The title of Mi Ami’s third LP, Decade, may be an attempt to put a cleanly inked period on leader Daniel Martin-McCormick’s last ten years, but, in truth, it’s been a scattered and tumultuous series of solo projects, breakups, and half-breakups on his road to Mi Ami’s latest outing. Prior to Mi Ami, McCormick fronted the infamous, short-lived post-hardcore group, Black Eyes, while solo projects, Sex Worker and Ital, have kept one foot in the realm of clearheaded dance music. The last time we saw Mi Ami, on 2011’s Dolphins EP, bassist Jacob Long had recently parted ways with McCormick and drummer Damon Palermo and the duo were making a hard left turn from primeval noise disco to watery, synth-driven electro. A lot has happened in the past ten years, but Decade has a difficult time reconciling what should be a triumphant summation with what can often feel like a breathless gasp of relief at the end of a lengthy marathon.
McCormick’s recent shifting of all gears toward samplers, synths, and drum machines hasn’t been at all ill-advised. His excellent Ital debut, Hive Mind, released last month, was a breakneck exercise in confrontational house with its lock-jawed anti-rhythms and aggressive fuckwithery, often sounding like McCormick had forcefully shoved his fingers into the mix to manipulate a spattering of primary-colored, hard-edged consonants. It propped him up next to matter-of-fact tech house artists like Theo Parish rather than the more-likely experimental noise-with-beats guys like Pete Swanson. It’s hard not to compare Decade to Hive Mind as it arrives so quickly on its heels, and the comparison isn’t completely unwarranted, having more in common with that record than with the Mi Ami found on Dolphins.
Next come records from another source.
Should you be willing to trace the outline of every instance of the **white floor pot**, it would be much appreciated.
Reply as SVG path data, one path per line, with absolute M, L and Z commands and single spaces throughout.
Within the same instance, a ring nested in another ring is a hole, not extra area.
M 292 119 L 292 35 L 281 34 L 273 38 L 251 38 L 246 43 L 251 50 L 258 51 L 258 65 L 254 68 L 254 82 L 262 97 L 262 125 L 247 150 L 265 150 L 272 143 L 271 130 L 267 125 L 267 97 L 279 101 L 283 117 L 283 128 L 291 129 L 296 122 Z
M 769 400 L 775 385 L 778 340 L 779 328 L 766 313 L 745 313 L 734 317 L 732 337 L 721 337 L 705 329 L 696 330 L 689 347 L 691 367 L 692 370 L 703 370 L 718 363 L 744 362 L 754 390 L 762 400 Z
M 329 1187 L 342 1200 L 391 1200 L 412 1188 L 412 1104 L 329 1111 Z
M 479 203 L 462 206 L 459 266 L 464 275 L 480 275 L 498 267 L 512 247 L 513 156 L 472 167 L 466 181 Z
On Decade, there’s a compelling dirt-covered Italo disco foundation and a skeletal approach to melody and song craft that definitely works, but the record is kept from greatness by its gratuitous track lengths and compressed repetition. “Horns” intros beautifully with a wrinkled bed of sea-spray synthesizers and glassy, absent-minded piano before locking in with some thick, citrus-colored arpeggios and a squashed 4/4. McCormick sings, buried deep in the mix, while a tangle of upper-octave synths cartwheel and ooze downward. It’s kind of awesome for about six-minutes until the song shifts down to autopilot for the last three. “Time Of Love” is even better, a dubby mixture of shuttering voices and ominous, squabbling synths wrapped around an infectious, headlong disco bass line. But around the four minute mark the song’s delivered all its tricks and there’s still seven minutes on the clock. It’s another reason the Hive Mind comparison sheds an insightful light on the album in its proximity. McCormick justified the ten-plus minute tracks on his Ital debut by filling every second with a dizzying, unpredictable storm of sharpened-tooth textures, while Decade seems to run out of ideas long before each track is over.
There’s also an air of slightness to Decade‘s thirty-seven minutes. It’s not a very detailed arrangement and it sounds as if two people simply got together in a basement to jam on some synthesizers and drum machines for a weekend. The duo seem hard pressed to completely let go of the burning, mortal spontaneity that burst in eviscerating waves on Steal Your Face and Watersport, but they’ve instead found a sagging middle ground between those two records and the biting, direct-interface immediacy of Hive Mind. Decade is still more than listenable and often exciting (at least initially). It’s easy to imagine these songs playing well to a writhing crowd, but over time they ultimately slip out of focus and overstay their welcome.